Yaquelín Alonso Gómez, pantrista que fungió como lavandera, tenía miedo de contagiar a su madre, sin embargo, desempeñó su tarea con la seguridad que le daban los más diversos medios de protección gestionados, fundamentalmente, por Elsa Mulet, jefa de Control de Garbo, y entre los que podían contarse espejuelos contra impacto, botas de goma y hasta caretas antiguas…El grupo coincide en que los trabajadores en la zona roja parecían astronautas, pero todos estaban bien protegidos.
Pasada la tormenta, hay “episodios” que sacan risas. Por eso, no pueden evitarse las chanzas sanas hacia la auxiliar Margarita Hernández Guillén. Cuentan que cuando se enteró de la conformación del centro de aislamiento, el pánico inicial casi la hace renunciar al trabajo, pero después se repuso del susto y, con trapeador y escoba en mano, fue de las más abnegadas trabajadoras. Un poco más y deja “blanca” a la “zona roja”.
Se ha hablado bastante de las damas, pero los caballeros fueron invaluables. Pueden decirse maravillas del chofer Juan Manuel González, que a base de abnegadas madrugadas se ganó el apodo de El patriota. No puede opinarse menos de los cocineros; del carpetero Félix Caballero; de Julio César Batista, que asumió el control de los servicios en el campamento; del director adjunto Manuel Serrano, que insistió en trabajar aún desde su casa, cuando el reparto en donde vive quedó bajo cuarentena.
Las palabras tienen que ser precisas cuando describen a otro trabajador valeroso, a Yander Cruz Garrido, director general de Garbo durante los últimos 13 años y a cuya certera gestión empresarial se debe que la entidad sea admirada a nivel nacional.
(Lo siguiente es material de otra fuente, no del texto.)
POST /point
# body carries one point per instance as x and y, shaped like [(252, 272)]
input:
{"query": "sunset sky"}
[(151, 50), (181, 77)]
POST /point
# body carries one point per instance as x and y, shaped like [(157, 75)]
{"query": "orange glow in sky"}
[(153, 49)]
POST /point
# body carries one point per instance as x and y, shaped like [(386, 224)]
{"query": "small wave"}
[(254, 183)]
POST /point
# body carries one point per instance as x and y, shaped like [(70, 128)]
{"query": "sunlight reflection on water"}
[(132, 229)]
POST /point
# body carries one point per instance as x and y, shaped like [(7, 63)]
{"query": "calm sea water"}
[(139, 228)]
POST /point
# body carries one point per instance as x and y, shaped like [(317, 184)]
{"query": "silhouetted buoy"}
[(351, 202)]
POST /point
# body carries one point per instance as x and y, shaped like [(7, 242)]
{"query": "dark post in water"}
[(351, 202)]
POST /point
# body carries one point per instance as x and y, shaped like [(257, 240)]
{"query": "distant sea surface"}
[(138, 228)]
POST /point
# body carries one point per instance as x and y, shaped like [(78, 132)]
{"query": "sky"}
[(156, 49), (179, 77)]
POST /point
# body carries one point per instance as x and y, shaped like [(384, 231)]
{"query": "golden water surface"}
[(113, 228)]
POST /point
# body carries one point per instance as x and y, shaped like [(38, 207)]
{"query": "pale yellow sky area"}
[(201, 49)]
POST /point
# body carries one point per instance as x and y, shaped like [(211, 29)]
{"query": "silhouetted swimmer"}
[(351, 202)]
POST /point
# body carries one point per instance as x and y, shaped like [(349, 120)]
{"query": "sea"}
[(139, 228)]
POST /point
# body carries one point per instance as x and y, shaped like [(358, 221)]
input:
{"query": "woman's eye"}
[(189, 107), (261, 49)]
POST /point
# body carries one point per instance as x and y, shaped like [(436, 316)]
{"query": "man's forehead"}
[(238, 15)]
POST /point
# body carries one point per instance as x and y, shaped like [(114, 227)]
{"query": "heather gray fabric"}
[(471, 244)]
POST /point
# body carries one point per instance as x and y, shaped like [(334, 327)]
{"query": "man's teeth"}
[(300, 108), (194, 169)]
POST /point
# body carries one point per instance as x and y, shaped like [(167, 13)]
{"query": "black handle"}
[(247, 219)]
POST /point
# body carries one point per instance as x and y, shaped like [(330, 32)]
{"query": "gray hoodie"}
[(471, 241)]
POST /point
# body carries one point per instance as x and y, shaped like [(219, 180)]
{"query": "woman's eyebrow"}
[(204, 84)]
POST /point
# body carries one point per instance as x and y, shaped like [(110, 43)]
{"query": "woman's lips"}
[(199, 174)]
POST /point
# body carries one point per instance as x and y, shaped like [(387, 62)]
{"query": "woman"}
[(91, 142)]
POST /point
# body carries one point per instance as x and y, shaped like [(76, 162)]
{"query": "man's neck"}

La pasión y sentido de unidad que este hombre le ha inoculado a su colectivo, superior a los 400 trabajadores, son las principales razones por las cuales Garbo pudo continuar prestando servicio a más de dos mil constructores e incorporar a sus misiones la elaboración y venta de comida a la población; todo ello sin descuidar su participación en las inversiones del Polo Turístico de Holguín y la producción de alimentos que impulsa tanto en su finca, como en el organopónico, el centro porcino y la minindustria Armando Mestre.
Para él, todas las “respuestas” están en sus compañeros de batalla. “Nosotros hemos logrado ser una familia como empresa; cada cual mantiene su respeto y cumple con la tarea que le corresponde, según sus funciones, dice”.
Para su gente, sin embargo, él es siempre la “respuesta”. Las palabras de Carmen Pérez lo explican mejor: “Nuestro director general nunca nos dejó solos. Me acuerdo una tarde en la que estaba cayendo un agua terrible mientras envasábamos comida para enviar al hospital, y él llegó y se bajó del carro bajo aquella agua. Todo el mundo lo miró, pero él solo se incorporó a la cocina junto a nosotros”.
Elsa Mulet también intenta argumentar que Yander nunca los dejó solos, que su liderazgo es la razón de tanto compromiso laboral, pero es cuando la emoción le entrecorta la voz…y el silencio momentáneo dice más que mil palabras.